Tuesday 8 October 2013

A review of Bellman and Black



Bellman and Black is a slow-paced, creepily evocative ghost story with a pervading sense of suspended dread that builds and builds to a fever pitch… and then deflates like a pinholed balloon. Some will tell you that Diane Setterfield's second novel is too slow, with a plot that unspools like the finest thread, giving only a glimmer of new information with each turn. Others will say that Setterfield spends too much time on the rich detail of Victorian life and not enough on her characters. But the problem with this book is neither the deliciously glacial pace nor the purposely light touch on the characters. The problem is that the story poses a whole bunch of intriguing questions and then leaves a lot of them unanswered and the others poorly concluded.

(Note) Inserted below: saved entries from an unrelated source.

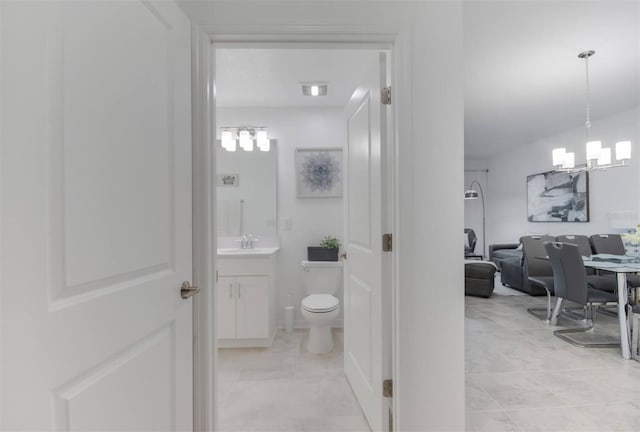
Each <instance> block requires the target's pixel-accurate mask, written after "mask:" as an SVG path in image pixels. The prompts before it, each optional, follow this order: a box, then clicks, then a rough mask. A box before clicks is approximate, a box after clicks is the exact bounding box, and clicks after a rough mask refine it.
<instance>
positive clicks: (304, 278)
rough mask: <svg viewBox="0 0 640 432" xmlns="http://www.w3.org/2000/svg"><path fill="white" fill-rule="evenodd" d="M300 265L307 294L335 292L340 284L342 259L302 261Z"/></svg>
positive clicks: (338, 289)
mask: <svg viewBox="0 0 640 432" xmlns="http://www.w3.org/2000/svg"><path fill="white" fill-rule="evenodd" d="M300 267H301V268H302V287H303V289H304V292H305V293H307V294H336V293H337V292H338V290H339V289H340V287H341V286H342V261H302V263H301V264H300Z"/></svg>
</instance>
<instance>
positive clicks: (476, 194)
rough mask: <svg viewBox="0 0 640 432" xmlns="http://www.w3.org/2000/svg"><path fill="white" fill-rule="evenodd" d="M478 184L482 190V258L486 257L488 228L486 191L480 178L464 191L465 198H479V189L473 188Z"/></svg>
mask: <svg viewBox="0 0 640 432" xmlns="http://www.w3.org/2000/svg"><path fill="white" fill-rule="evenodd" d="M474 184H477V185H478V190H479V191H480V199H481V200H482V258H483V259H484V251H485V249H486V247H487V246H486V242H485V238H486V235H485V234H486V231H487V230H486V228H485V212H484V192H483V191H482V186H481V185H480V183H478V180H474V181H472V182H471V184H470V185H469V188H468V189H467V190H466V191H464V199H465V200H468V199H478V191H477V190H475V189H473V185H474Z"/></svg>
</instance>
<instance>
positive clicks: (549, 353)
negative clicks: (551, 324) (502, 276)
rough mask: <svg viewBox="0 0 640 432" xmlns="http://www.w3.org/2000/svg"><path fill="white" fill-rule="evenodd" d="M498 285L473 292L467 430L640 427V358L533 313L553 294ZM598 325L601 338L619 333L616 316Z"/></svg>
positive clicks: (467, 318) (639, 427) (611, 428)
mask: <svg viewBox="0 0 640 432" xmlns="http://www.w3.org/2000/svg"><path fill="white" fill-rule="evenodd" d="M497 286H498V287H497V289H496V292H495V293H494V295H493V296H492V297H491V298H489V299H483V298H475V297H466V302H465V303H466V314H465V315H466V320H465V336H466V343H465V345H466V410H467V431H491V432H494V431H495V432H498V431H636V432H637V431H640V363H638V362H636V361H633V360H623V359H622V357H621V356H620V351H619V348H578V347H574V346H572V345H570V344H568V343H567V342H564V341H562V340H560V339H558V338H557V337H555V336H553V330H554V328H552V327H549V326H548V325H546V324H544V323H543V322H542V321H539V320H537V319H536V318H534V317H533V316H531V315H529V314H528V313H527V312H526V309H527V308H528V307H531V306H533V305H540V306H545V305H546V297H530V296H528V295H505V294H511V293H510V292H509V291H512V290H510V289H508V288H503V287H501V286H499V284H497ZM513 293H517V292H513ZM560 324H561V325H566V326H572V327H575V326H576V324H575V323H573V322H571V321H569V320H562V321H561V322H560ZM596 326H597V328H598V329H601V331H599V332H598V333H597V334H596V335H594V337H596V336H597V337H612V338H617V336H618V329H617V320H616V319H615V318H611V317H608V316H604V315H602V314H599V315H597V316H596Z"/></svg>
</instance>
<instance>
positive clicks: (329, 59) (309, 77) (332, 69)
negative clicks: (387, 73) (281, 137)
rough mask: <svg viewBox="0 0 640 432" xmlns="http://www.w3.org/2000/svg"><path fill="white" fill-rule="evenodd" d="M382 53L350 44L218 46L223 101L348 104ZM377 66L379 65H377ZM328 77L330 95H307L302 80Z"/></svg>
mask: <svg viewBox="0 0 640 432" xmlns="http://www.w3.org/2000/svg"><path fill="white" fill-rule="evenodd" d="M377 64H378V63H377V54H376V53H375V52H374V51H370V50H347V49H342V50H338V49H331V50H327V49H265V48H261V49H242V48H240V49H237V48H236V49H227V48H225V49H217V50H216V104H217V105H218V106H220V107H344V106H345V105H346V104H347V102H348V101H349V98H350V97H351V95H352V94H353V91H354V90H355V88H356V87H357V86H358V84H361V83H362V82H363V80H364V79H365V77H366V76H367V74H369V75H370V72H371V69H372V67H373V68H375V67H377ZM374 70H375V69H374ZM310 82H324V83H326V84H327V86H328V89H327V95H326V96H318V97H310V96H303V95H302V83H310Z"/></svg>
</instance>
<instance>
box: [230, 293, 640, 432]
mask: <svg viewBox="0 0 640 432" xmlns="http://www.w3.org/2000/svg"><path fill="white" fill-rule="evenodd" d="M513 294H516V295H513ZM517 294H519V293H518V292H516V291H513V290H510V289H508V288H504V287H502V286H501V285H500V284H499V282H498V283H497V284H496V291H495V293H494V295H493V296H492V297H491V298H489V299H483V298H475V297H466V298H465V303H466V314H465V315H466V319H465V329H466V331H465V345H466V353H465V359H466V413H467V415H466V417H467V431H490V432H499V431H553V432H555V431H598V432H600V431H635V432H638V431H640V363H638V362H635V361H632V360H623V359H622V357H620V354H619V349H618V348H606V349H585V348H578V347H574V346H572V345H569V344H568V343H566V342H563V341H561V340H560V339H558V338H556V337H555V336H553V328H551V327H549V326H547V325H546V324H544V323H543V322H541V321H539V320H537V319H536V318H534V317H532V316H531V315H529V314H528V313H527V312H526V309H527V308H528V307H531V306H537V305H539V306H544V305H545V303H546V297H530V296H527V295H517ZM596 323H597V325H598V327H599V328H601V329H603V331H602V332H599V333H598V335H597V336H610V337H616V336H617V328H616V320H615V319H614V318H611V317H607V316H604V315H601V314H600V315H598V316H597V318H596ZM561 324H563V325H573V323H571V322H570V321H562V322H561ZM306 334H307V331H306V330H305V331H302V330H296V331H294V332H293V333H284V332H279V333H278V335H277V336H276V340H275V342H274V344H273V346H272V347H270V348H268V349H258V348H252V349H221V350H219V351H218V382H219V388H218V395H219V404H218V414H219V415H218V417H219V426H220V429H221V430H223V431H318V432H320V431H367V430H369V429H368V427H367V423H366V421H365V420H364V417H363V415H362V412H361V410H360V408H359V407H358V404H357V402H356V400H355V397H354V396H353V393H352V392H351V389H350V387H349V384H348V383H347V381H346V379H345V377H344V373H343V368H342V364H343V353H342V332H341V331H335V330H334V339H335V342H336V343H335V348H334V351H333V352H331V353H329V354H326V355H314V354H309V353H308V352H306V350H305V349H304V343H305V342H306Z"/></svg>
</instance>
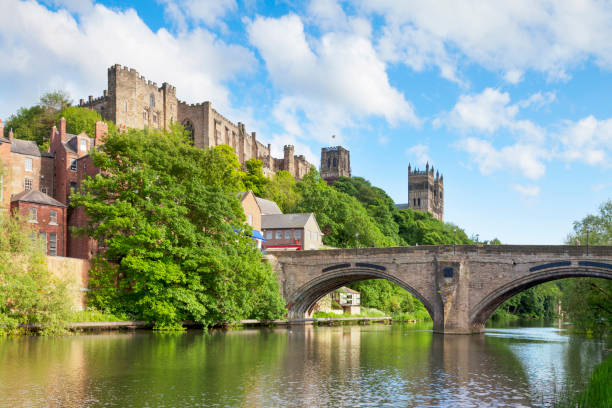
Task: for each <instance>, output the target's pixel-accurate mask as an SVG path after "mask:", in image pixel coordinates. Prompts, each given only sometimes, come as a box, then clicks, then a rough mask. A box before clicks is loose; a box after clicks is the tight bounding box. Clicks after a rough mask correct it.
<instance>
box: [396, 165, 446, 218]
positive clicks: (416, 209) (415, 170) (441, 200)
mask: <svg viewBox="0 0 612 408" xmlns="http://www.w3.org/2000/svg"><path fill="white" fill-rule="evenodd" d="M396 207H397V208H399V209H400V210H402V209H406V208H410V209H412V210H416V211H422V212H428V213H431V215H433V217H434V218H435V219H437V220H440V221H444V176H441V175H440V174H439V173H438V172H436V173H435V175H434V168H433V166H431V168H430V167H429V163H427V164H426V165H425V171H421V170H418V169H416V168H415V169H414V170H413V169H412V168H411V167H410V164H408V203H407V204H397V205H396Z"/></svg>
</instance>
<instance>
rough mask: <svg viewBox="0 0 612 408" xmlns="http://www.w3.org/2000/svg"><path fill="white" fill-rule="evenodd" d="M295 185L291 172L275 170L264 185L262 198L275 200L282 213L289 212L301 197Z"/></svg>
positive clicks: (297, 202) (268, 199)
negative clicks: (290, 172)
mask: <svg viewBox="0 0 612 408" xmlns="http://www.w3.org/2000/svg"><path fill="white" fill-rule="evenodd" d="M296 186H297V182H296V181H295V178H294V177H293V176H292V175H291V173H289V172H288V171H285V170H281V171H277V172H276V174H275V175H274V177H272V180H271V181H270V183H269V184H268V185H267V186H266V189H265V192H264V194H263V198H266V199H268V200H272V201H274V202H276V204H278V206H279V207H280V209H281V210H282V211H283V213H290V212H292V211H293V209H294V208H295V206H296V205H297V203H298V202H300V200H301V199H302V196H301V195H300V193H299V192H298V191H297V188H296Z"/></svg>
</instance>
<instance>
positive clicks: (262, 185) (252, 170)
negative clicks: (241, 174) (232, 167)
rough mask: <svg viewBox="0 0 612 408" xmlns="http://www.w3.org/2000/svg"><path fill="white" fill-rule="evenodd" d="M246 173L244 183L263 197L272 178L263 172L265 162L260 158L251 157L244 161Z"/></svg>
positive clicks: (243, 181) (252, 189) (247, 187)
mask: <svg viewBox="0 0 612 408" xmlns="http://www.w3.org/2000/svg"><path fill="white" fill-rule="evenodd" d="M244 166H245V167H246V170H247V171H246V174H245V175H244V176H243V183H244V187H245V189H246V190H253V193H254V194H255V195H256V196H258V197H262V196H263V195H264V194H265V191H266V187H267V185H268V184H269V183H270V179H269V178H267V177H266V176H264V174H263V162H262V161H261V160H259V159H249V160H247V161H246V163H244Z"/></svg>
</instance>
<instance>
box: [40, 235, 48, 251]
mask: <svg viewBox="0 0 612 408" xmlns="http://www.w3.org/2000/svg"><path fill="white" fill-rule="evenodd" d="M39 236H40V242H41V243H42V244H43V245H44V248H45V253H47V233H46V232H44V231H41V232H40V235H39Z"/></svg>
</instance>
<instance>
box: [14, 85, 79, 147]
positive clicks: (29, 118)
mask: <svg viewBox="0 0 612 408" xmlns="http://www.w3.org/2000/svg"><path fill="white" fill-rule="evenodd" d="M70 103H71V102H70V100H69V99H68V96H67V95H66V93H65V92H63V91H53V92H48V93H46V94H44V95H42V96H41V97H40V101H39V103H38V104H37V105H35V106H31V107H29V108H21V109H19V110H18V111H17V113H16V114H14V115H11V116H10V117H9V119H8V121H7V122H6V125H5V132H8V131H9V130H10V129H13V132H14V133H15V136H16V137H18V138H19V139H24V140H33V141H35V142H36V143H37V144H38V146H39V148H41V150H46V148H47V143H48V139H49V134H50V131H51V127H53V125H55V124H56V123H57V121H58V120H59V112H60V111H61V110H62V109H65V108H66V107H67V106H70Z"/></svg>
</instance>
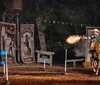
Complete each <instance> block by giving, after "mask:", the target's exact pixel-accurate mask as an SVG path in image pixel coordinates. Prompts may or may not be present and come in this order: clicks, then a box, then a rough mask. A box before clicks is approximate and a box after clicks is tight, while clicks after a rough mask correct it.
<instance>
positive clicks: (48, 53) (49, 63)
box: [36, 50, 55, 66]
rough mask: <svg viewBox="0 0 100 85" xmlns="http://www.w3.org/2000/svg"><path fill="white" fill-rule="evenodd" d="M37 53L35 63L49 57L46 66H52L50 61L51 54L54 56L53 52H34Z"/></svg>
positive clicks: (46, 51) (51, 55)
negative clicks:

For instance, (SPOILER) the action kicks off with an incident in William Bellman's childhood, when he kills a rook with an extremely well-thrown stone to impress his friends. This incident is recalled throughout the book in various ways and is even used as part of the blurb on the back cover. We're given to understand that this event is hugely momentous and important and potentially the source for all that follows. But by the end of the book, we don't understand this event or its importance or if it was the source or not or what that might mean. In fact, the ending rather calls into question whether this was an important incident at all or just something that stood out so much in William's mind that he never stopped thinking about it. The other big question, just who is Mr. Black, is also answered entirely unsatisfactorily. He either is who he seems to be at the end, which is really annoying and doesn't entirely make sense, or the ending is so impenetrable that it's not at all clear what's happening or indeed what happened any of the book has been about.

And it's a real shame because the build up is so beautifully written and so wonderfully chilling. Like the best ghost stories, Bellman and Black doesn't just rely on the cheap jump-out-of-your-seat moments. Every word in the book is saturated in an oppressive atmosphere of dread, like you're reading the book under your very own dark thundercloud, which never quite manages to break into rain. William's Victorian world, from the mill to London, is brought to full breathing life by a massive attention to detail and a real sense of Setterfield's love of this time, so much so that it's nearly a character of its own. The rook interludes, rather than being an irritating break in the narrative, are craftily woven into the tale. But building the reader up so high has its own pitfalls and Setterfield falls squarely into one. After the slow burn towards the climax, the ending is a damp squib that makes you almost, though not quite, regret sticking with it.

Bellman and Black is available in the UK on October 10 and in the US on November 5.